Apple products are designed to do amazing things. And designed to protect your privacy.

At Apple, we believe privacy is a fundamental human right.

And so much of your personal information — information you have a right to keep private — lives on your Apple devices.

Your heart rate after a run. Which news stories you read first. Where you bought your last coffee. What websites you visit. Who you call, email, or message.

Every Apple product is designed from the ground up to protect that information. And to empower you to choose what you share and with whom.

We’ve proved time and again that great experiences don’t have to come at the expense of your privacy and security. Instead, they can support them.

Only you can access your device.

You can easily secure your devices with a six-digit passcode, which is very tough to crack since there are a million possible combinations. Or enroll in Touch ID or Face ID, the two most advanced security technologies on personal devices. For even more security, you can create an alphanumeric passcode that’s as complex as you want.

Your personal data belongs to you, not others.

Whether you’re taking a photo, asking Siri a question, or getting directions, you can do it knowing that Apple doesn’t gather your personal information to sell to advertisers or other organizations.

Your Apple Pay transactions are safe.

Apple Pay gives you a safer, more private way to pay in stores, in apps, and on the web. When you use a credit or debit card with Apple Pay we don’t keep transaction information that can be tied back to you, so we can’t create a history of your purchases. And when you use Apple Pay Cash, information is stored only for fraud prevention, troubleshooting, and regulatory purposes. To make sure your credit card information is safe, a device-specific number is created and kept walled off from the rest of your iOS device. Neither Apple nor your device shares actual credit card numbers with merchants.

Your features improve while your data stays private.

When we use data to create better experiences for you, we work hard to do it in a way that doesn’t compromise your privacy. One example is our pioneering use of Differential Privacy, where we scramble your data and combine it with the data of millions of others. So we see general patterns, rather than specifics that could be traced back to you. These patterns help us identify things like the most popular emoji, the best QuickType suggestions, and energy consumption rates in Safari.

Whether you store it or send it, your data is protected.

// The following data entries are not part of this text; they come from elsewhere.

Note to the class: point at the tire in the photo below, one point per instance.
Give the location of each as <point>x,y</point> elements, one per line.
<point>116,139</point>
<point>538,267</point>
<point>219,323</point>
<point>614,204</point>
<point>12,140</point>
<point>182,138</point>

Whenever you buy groceries with Apple Pay, send an iMessage to a friend, or make a FaceTime call, your data is encrypted for your protection. The same is true for the personal information that lives on your device. For example, the data used to identify you for Touch ID and Face ID is converted into mathematical representations that are encrypted and protected by the Secure Enclave on your device, where they cannot be accessed by iOS or apps. It isn’t stored on Apple servers or backed up to iCloud.

Your apps play by your rules.

We require app developers to agree to strict guidelines designed to protect your privacy. If we learn that an app violates these guidelines, the developer must address the issue or face removal from the App Store. If an app you’ve installed on your device wants to access personal information like photos or contacts, you’re prompted to give permission first. You can change these permissions whenever you want.